Premier League clubs winning big at the bookies, but ethics issues loom

betting on football

July 22 – Half of the Premier League’s shirts will display a gambling company’s logo during the 2019-20 season, rekindling the debate about betting in sports.

According to The Guardian, Premier League clubs stand to earn a record £349.1 million from shirt sponsorship deals in the coming season, a rise of more than 10% compare to £315.6 million in 2018-19.

Ten of the 20 top flight clubs will display the branding of a gambling company, up from nine last season and the joint highest number ever, after signing deals worth a combined £69 million.

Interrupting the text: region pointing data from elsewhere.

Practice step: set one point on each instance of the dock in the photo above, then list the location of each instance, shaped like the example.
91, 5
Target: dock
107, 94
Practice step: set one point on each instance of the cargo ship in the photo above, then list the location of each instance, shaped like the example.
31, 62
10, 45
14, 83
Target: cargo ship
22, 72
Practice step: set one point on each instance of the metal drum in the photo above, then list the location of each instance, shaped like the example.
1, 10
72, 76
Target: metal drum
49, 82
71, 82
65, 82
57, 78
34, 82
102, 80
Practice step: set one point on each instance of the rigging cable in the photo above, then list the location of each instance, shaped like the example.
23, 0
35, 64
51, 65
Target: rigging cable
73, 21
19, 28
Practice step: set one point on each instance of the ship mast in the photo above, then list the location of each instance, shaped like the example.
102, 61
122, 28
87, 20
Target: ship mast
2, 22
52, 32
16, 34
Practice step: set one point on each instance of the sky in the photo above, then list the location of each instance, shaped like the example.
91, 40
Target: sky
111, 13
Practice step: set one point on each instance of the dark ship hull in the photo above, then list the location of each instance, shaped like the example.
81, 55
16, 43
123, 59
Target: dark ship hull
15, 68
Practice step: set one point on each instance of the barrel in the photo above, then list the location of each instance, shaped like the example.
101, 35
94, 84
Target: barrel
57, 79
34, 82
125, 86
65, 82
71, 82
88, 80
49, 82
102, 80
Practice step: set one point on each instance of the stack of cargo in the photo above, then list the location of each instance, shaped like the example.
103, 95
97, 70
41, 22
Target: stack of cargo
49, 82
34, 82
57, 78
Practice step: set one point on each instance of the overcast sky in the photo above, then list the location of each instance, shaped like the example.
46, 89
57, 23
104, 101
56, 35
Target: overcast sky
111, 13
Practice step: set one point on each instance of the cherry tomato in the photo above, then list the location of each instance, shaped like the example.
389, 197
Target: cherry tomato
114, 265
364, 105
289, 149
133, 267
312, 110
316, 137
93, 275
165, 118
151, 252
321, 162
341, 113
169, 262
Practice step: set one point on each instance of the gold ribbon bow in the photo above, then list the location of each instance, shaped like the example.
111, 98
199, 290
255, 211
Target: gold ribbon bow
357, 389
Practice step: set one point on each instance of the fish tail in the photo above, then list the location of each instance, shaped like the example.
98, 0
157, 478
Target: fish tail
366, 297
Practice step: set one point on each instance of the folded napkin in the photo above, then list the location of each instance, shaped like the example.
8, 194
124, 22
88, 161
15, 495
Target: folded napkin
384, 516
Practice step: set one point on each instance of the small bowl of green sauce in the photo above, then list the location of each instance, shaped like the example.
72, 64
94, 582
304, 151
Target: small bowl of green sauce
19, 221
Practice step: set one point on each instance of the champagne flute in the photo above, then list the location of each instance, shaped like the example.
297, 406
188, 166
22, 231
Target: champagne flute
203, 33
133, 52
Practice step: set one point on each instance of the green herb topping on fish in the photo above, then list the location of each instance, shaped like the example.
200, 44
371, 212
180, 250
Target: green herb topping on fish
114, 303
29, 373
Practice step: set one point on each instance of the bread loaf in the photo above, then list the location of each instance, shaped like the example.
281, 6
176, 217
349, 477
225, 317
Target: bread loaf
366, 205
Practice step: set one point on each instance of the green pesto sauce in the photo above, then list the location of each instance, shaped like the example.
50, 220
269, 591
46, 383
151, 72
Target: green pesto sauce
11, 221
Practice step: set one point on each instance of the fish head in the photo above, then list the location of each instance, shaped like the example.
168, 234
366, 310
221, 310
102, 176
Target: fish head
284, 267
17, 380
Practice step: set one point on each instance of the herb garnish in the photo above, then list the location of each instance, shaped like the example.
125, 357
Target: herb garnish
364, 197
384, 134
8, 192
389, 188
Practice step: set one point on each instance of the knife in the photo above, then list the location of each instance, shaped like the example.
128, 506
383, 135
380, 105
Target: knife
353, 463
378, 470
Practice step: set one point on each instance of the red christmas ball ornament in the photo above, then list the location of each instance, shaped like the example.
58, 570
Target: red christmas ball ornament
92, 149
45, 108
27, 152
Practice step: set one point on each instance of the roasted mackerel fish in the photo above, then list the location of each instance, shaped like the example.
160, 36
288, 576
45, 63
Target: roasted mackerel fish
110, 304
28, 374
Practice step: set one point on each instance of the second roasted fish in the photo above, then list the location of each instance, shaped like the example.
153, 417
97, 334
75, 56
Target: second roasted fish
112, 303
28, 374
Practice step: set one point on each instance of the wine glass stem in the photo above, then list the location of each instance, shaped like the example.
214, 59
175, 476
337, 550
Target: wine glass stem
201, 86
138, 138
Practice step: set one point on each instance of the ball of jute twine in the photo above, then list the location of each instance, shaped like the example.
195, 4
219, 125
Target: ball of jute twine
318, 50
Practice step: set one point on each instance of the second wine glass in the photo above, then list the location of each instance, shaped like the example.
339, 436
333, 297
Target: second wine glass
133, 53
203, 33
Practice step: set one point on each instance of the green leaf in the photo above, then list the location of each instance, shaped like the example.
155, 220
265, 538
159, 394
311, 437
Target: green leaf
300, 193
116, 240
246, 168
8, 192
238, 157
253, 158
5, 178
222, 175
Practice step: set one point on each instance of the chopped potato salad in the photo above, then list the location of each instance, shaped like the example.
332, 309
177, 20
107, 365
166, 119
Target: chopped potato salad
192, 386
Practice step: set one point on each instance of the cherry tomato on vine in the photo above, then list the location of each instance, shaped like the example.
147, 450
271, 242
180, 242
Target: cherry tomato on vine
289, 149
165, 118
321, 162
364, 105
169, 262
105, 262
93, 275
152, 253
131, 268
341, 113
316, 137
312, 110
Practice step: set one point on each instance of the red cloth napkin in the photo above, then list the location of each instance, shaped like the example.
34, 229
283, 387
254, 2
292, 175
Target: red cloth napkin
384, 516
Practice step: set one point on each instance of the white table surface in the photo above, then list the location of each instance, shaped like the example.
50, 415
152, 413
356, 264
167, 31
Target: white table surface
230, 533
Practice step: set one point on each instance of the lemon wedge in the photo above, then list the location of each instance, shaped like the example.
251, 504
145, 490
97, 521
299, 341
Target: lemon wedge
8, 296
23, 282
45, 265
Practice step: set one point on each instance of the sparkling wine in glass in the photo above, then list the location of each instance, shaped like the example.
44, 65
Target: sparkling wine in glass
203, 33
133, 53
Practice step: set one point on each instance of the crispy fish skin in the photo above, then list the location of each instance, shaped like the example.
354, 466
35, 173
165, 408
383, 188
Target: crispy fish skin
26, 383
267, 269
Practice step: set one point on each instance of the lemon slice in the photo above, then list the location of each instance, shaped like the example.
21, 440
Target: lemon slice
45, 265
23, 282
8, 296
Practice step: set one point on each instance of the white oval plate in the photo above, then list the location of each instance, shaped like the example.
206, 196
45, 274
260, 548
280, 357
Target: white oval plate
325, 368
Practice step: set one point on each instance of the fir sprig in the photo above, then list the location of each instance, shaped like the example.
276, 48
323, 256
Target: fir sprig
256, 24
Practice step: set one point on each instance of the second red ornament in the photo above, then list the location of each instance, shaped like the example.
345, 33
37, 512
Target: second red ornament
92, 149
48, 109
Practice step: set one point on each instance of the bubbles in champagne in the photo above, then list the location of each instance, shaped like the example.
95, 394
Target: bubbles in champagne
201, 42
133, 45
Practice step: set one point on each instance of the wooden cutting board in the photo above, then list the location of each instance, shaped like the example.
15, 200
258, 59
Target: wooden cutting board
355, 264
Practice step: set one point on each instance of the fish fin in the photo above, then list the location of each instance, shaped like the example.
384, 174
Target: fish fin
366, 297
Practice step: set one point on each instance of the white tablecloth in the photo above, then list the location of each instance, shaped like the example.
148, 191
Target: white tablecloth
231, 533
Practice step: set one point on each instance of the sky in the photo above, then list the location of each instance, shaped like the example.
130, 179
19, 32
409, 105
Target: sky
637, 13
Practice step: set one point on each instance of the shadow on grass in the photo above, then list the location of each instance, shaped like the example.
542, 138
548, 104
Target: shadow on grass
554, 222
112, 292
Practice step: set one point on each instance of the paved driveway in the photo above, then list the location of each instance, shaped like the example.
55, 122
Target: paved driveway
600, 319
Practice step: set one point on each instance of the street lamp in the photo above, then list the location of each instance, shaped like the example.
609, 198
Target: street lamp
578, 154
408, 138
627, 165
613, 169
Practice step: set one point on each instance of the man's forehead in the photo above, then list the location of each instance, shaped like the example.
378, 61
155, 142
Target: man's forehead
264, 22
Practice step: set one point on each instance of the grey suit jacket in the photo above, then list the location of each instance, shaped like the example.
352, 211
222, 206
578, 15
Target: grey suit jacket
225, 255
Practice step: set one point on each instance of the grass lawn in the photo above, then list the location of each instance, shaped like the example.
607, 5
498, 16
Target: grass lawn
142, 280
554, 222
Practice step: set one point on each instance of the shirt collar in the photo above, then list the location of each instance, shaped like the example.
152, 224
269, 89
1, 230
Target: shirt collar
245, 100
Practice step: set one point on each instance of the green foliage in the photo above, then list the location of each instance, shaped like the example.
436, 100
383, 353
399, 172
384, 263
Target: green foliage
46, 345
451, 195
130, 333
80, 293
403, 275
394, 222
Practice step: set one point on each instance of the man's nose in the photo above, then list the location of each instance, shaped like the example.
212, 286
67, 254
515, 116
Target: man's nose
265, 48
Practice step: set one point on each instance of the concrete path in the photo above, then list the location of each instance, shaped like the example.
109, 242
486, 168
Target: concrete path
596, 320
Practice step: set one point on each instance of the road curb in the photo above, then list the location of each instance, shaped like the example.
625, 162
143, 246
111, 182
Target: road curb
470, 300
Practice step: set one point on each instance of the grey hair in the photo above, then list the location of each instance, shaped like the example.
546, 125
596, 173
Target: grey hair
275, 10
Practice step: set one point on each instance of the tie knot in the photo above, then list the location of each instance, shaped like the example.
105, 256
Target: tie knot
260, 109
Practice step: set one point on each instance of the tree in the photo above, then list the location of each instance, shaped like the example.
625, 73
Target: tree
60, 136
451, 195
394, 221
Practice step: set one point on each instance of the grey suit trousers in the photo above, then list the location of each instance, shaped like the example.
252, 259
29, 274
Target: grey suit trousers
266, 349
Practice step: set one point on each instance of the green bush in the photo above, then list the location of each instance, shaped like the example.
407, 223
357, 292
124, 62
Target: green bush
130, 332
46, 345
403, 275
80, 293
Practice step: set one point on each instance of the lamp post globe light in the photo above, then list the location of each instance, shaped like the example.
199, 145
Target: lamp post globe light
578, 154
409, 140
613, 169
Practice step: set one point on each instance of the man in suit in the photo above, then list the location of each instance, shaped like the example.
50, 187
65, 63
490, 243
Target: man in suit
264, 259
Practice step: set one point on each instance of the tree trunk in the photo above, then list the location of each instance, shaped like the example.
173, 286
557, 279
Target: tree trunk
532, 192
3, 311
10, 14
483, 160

In the division below, the situation is even more prominent with 17 out of 24 club shirts showing a betting logo.

England has the most betting companies as shirt sponsors among the major European leagues. The next closest league is Spain’s La Liga.

At the start of the 2018/19 season nine out of the top-flight English football teams had advertising gambling brands as their main short sponsors in contrast to previous seasons when electronics companies dominated shirt sponsorship.

In 1998, not a single Premier League club’s shirt was sponsored by a bookmaker. The first was in 2002 when Fulham agreed to promote Betfair.

The use of Premier League shirt sponsorship to promote international brands in overseas markets via the league’s multiple television deals has raised ethical concerns in a number of countries. Most recently a Times report raised growing concerns in Kenya where children as young as eight were skipping school and using the money given to them to attend school to bet on football in what is an unregulated betting market.

With a major part of the Premier League’s international TV sales success being attributed to the demand from the Asian betting markets (as opposed to demand for a football product), clubs are forcing ethical issues as regards shirt sponsorship from gambling businesses higher up social agendas.

Britain also has the most liberal online gambling regulations of any European country but one company, Paddy Power, as part of its own – often spoof marketing strategy – says the situation is getting out of hand with regard to team shirts.

“Shirt sponsorship in football has gone too far; we accept that there is a role for sponsors around football, but the shirt should be sacred,” said Paddy Power’s marketing director, Victor Corcoran.

“So today we are calling on other sponsors to join the Save Our Shirt campaign, and give something back to the fans. As a sponsor, we know our place, and it’s not on your shirt.”